The BFI National Archive is home to one of the world’s largest screen advertising collections with over 100,000 cinema and television adverts ranging from the iconic and most recognisable brands including Guinness, Cadbury’s, Shell, Heinz, Persil, Hovis, Kelloggs and Coca-Cola to the obscure (Andrews Liver Salts or CDF Dogfood anyone?)
Working with regional and national archive partners across the UK, the BFI has digitised 300 archive adverts all available for free on BFI Player. With the earliest advert on film dating from 1898 (Vinolia Soap) to the late 1980s, Commercial Break: British Advertising on Screen traces the history, overarching themes and development of the art of British screen advertising from its earliest days, finding maturity with the rise of the cinema in the 1930s and going on to transform the commercial television viewing experience with the launch of ITV in 1955 and subsequent growth of television.

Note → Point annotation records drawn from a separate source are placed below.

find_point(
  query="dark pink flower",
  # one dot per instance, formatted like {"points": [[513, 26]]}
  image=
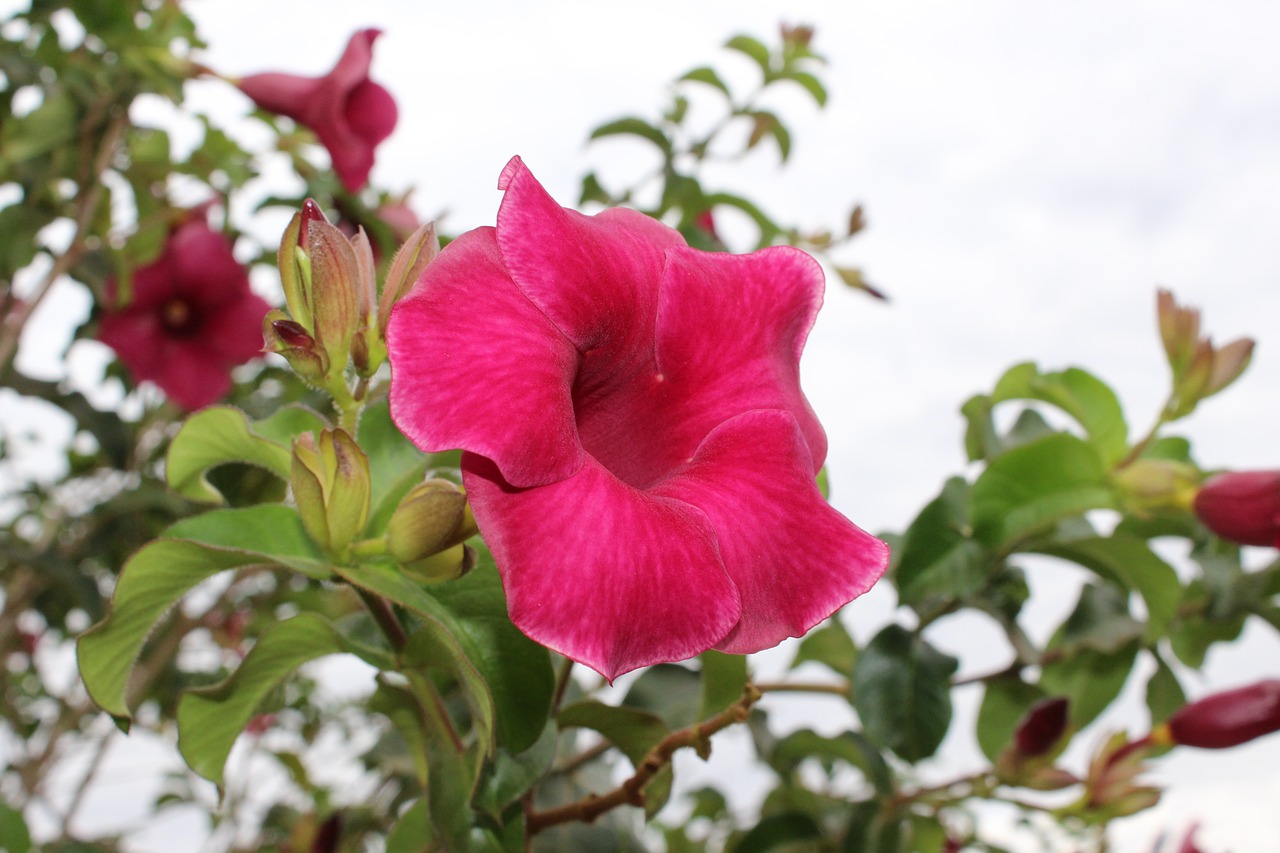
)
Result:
{"points": [[190, 318], [1242, 506], [639, 455], [348, 112], [1225, 719]]}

Providing snapshots of what we ate, how we travelled and the lives we all aspired to, this collection includes classic campaigns from the golden age of advertising in the 1970s and 1980s from the likes of Collett Dickenson Pearce (CDP) and J. Walter Thompson, featuring early work by Sir Ridley Scott The Boy on the Bike (1973), Hugh Hudson (Fiat Strada: Figaro, 1979) and Tony Scott (SAAB: New Delivery, 1985) which helped launch their Hollywood careers.

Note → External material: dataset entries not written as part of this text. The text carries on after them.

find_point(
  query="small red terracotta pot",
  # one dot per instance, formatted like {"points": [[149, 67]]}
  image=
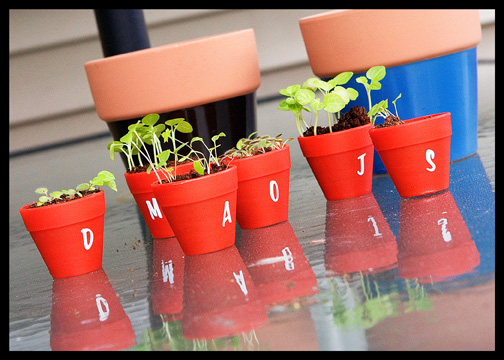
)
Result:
{"points": [[201, 211], [140, 187], [263, 188], [434, 241], [342, 161], [416, 154], [68, 235], [87, 315]]}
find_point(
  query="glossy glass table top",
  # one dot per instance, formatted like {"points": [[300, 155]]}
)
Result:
{"points": [[372, 273]]}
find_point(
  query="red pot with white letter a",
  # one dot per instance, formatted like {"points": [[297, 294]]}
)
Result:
{"points": [[201, 211], [416, 154], [68, 235], [342, 161]]}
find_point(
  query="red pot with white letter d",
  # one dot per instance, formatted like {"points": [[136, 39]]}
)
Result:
{"points": [[263, 188], [416, 154], [201, 211], [68, 235], [342, 161]]}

The collection also showcases unexpected delights from established directors including Nicolas Roeg Guinness: Hop Farm (1974), Lindsay Anderson Black Magic: Taxi (1964), Joseph Losey Silvikrin Shampoo (1964) and theatre legend Joan Littlewood Egg Marketing Board: Sheila – series (1964), long after they ‘made it’.
Famous faces onscreen include Tony Hancock, Peter Cook and Dudley Moore, Sheila Sim, John Cleese, Ronnie Barker, Beryl Reid, Sammy Davis Jr, Googie Withers, Geoff Hurst, George Best and Margaret Lockwood as well as ‘before they were famous’ appearances by Anna Karina, Michael Caine and Terry Thomas.
The female consumer has long been a target of screen advertising, selling everything from baked beans and washing powders to labour-saving devices to help lighten the domestic load. Interestingly, in a male dominated advertising industry, this collections tells (and sells) a more positive story of social progress for women, with increasing social and economic independence, tracking the ups and downs of female empowerment in the 20th century, with its false steps as revealing as its forward ones.
BFI National Archive Curator Steve Foxon says, “There’s an art to selling, as any ad man or woman will tell you. Britain’s screen advertising has been a central part of the British film story since its earliest days, It found its feet in the cinema, transformed television and its ripples have even influenced Hollywood”
Adding, “A perfect blend of nostalgia, salesmanship and craftsmanship, screen advertising at its best is incredibly potent, affecting our emotions as well as holding a mirror up to reflect society’s changing aspirations, values, fears and desires. Few films can capture all this in such a compact and expressive format.”
Commercial Break: British Advertising on Screen highlights the evolution of the UK’s extraordinarily dynamic industry across the twentieth century, showcasing the astonishing variety of approaches, strategies and tricks advertisers have used over the decades for us to part us with our money, entertaining us even as they subtly manipulate us with promises of a new, tastier, brighter, cleaner, healthier and better lifestyle.
In addition to the BFI Player collection, the BFI National Archive has lovingly remastered 24 iconic film adverts made by some of the most illustrious names in British cinema. Described by BFI Head Curator Robin Baker as “mini masterpieces of big nostalgic emotion” these fondly remembered titles have been restored in 4K and will be made available to view at BFI Mediatheque from July, as part of a tie-in advertising collection, to view in venue at BFI Southbank.